# Data Cleaning




## Objective

The objective of this stage is to improve data quality and consistency across the Airbnb datasets for Berlin and Bangkok. This includes identifying and addressing missing values, duplicates, formatting inconsistencies, and invalid records to ensure the data is reliable and suitable for exploratory analysis and dashboard development.


In [2]:
from google.colab import drive
drive.mount('/content/drive')

Mounted at /content/drive



## Data Quality Issues Identified

* Missing values are present in both numerical fields (such as price and reviews per month) and categorical fields (such as host name and license). These can affect statistical calculations and category-based analysis, so each affected column must be handled carefully during data cleaning.

* Price-related fields require validation to ensure values are numeric and within realistic ranges. Extremely high, zero, or incorrectly formatted prices can distort average price calculations and lead to misleading comparisons between cities.

* There may be duplicate listings based on listing identifiers, which can inflate property counts and review statistics. Verifying and removing duplicates is necessary to ensure each property is represented only once.

* Text-based fields like neighbourhood and room type may contain inconsistent formatting (such as extra spaces or case differences), which can split the same category into multiple groups and affect grouping and visualization accuracy.

* Review-related fields contain missing or sparse values, often indicating new or inactive listings rather than data errors. These should be interpreted carefully to avoid removing meaningful information about market activity.


In [4]:
import pandas as pd
BASE_PATH = "/content/drive/MyDrive/AlmaBetter/Module_4/data"

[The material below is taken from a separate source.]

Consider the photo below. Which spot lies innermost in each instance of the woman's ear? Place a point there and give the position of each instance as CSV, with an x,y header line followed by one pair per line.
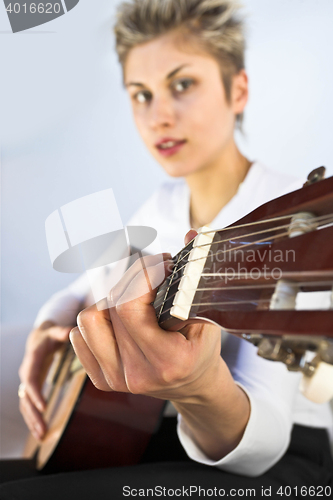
x,y
239,92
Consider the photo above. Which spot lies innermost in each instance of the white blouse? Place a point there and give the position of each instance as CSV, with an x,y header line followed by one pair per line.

berlin_listings = pd.read_csv(f"{BASE_PATH}/berlin/listings.csv")
berlin_reviews = pd.read_csv(f"{BASE_PATH}/berlin/reviews.csv")
berlin_neighbourhoods = pd.read_csv(f"{BASE_PATH}/berlin/neighbourhoods.csv")

bangkok_listings = pd.read_csv(f"{BASE_PATH}/bangkok/listings.csv")
bangkok_reviews = pd.read_csv(f"{BASE_PATH}/bangkok/reviews.csv")
bangkok_neighbourhoods = pd.read_csv(f"{BASE_PATH}/bangkok/neighbourhoods.csv")

# Create working copies to preserve raw data
berlin_listings_clean = berlin_listings.copy()
berlin_reviews_clean = berlin_reviews.copy()
berlin_neighbourhoods_clean = berlin_neighbourhoods.copy()

bangkok_listings_clean = bangkok_listings.copy()
bangkok_reviews_clean = bangkok_reviews.copy()
bangkok_neighbourhoods_clean = bangkok_neighbourhoods.copy()


## Cleaning Strategy

* Apply the same cleaning methods to both Berlin and Bangkok datasets to ensure fair and reliable comparison.

* Keep the original raw data unchanged and perform all cleaning on working copies to preserve data integrity.

* Treat missing values based on their business importance and impact on analysis rather than applying a single rule to all fields.

* Identify and remove duplicate listings using unique listing identifiers to avoid inflated counts and biased statistics.

* Standardize categorical text fields by correcting case and spacing to ensure consistent grouping and accurate visualizations.

* Validate numerical columns to confirm correct formats and realistic value ranges before performing statistical analysis.


## Handling Missing Values

* Missing values will be handled based on the importance of each column for analysis and visualization.

* Critical fields such as price, room type, and neighbourhood will be reviewed carefully, as they directly impact insights and dashboards.
For less critical fields (for example, review-related or optional host details), missing values may be retained or handled selectively.

* No missing values are modified at this stage; decisions will be applied in subsequent cleaning steps.



In [5]:
# Drop records where price is missing, as price is critical for analysis
berlin_listings_clean = berlin_listings_clean.dropna(subset=["price"])
bangkok_listings_clean = bangkok_listings_clean.dropna(subset=["price"])


## Handling Duplicates

Duplicate records will be checked using unique listing identifiers.
If duplicate entries are found, only one valid record will be retained to avoid double counting in analysis.
The focus will be on ensuring that each listing is represented only once in the cleaned dataset.
No duplicate removal is performed at this stage; this section only defines the approach.



In [6]:
# Remove duplicate listings based on listing id
berlin_listings_clean = berlin_listings_clean.drop_duplicates(subset=["id"])
bangkok_listings_clean = bangkok_listings_clean.drop_duplicates(subset=["id"])



## Standardizing Formats

* Text-based fields such as neighbourhood names and room types will be standardized to ensure consistency across records.

* This includes fixing letter casing, trimming extra spaces, and resolving minor naming variations.

* Price and date fields will be reviewed to ensure they follow a consistent format suitable for analysis and visualization.

* At this stage, this section only documents the standardization approach; no transformations are applied yet.




## Output Datasets

* The output of the data cleaning process will be cleaned and standardized datasets for both Berlin and Bangkok.

* These datasets will be used as inputs for exploratory data analysis and dashboard creation.

* Raw datasets will remain unchanged to preserve original data integrity.

* The cleaned datasets will be generated and validated in the execution phase of data cleaning.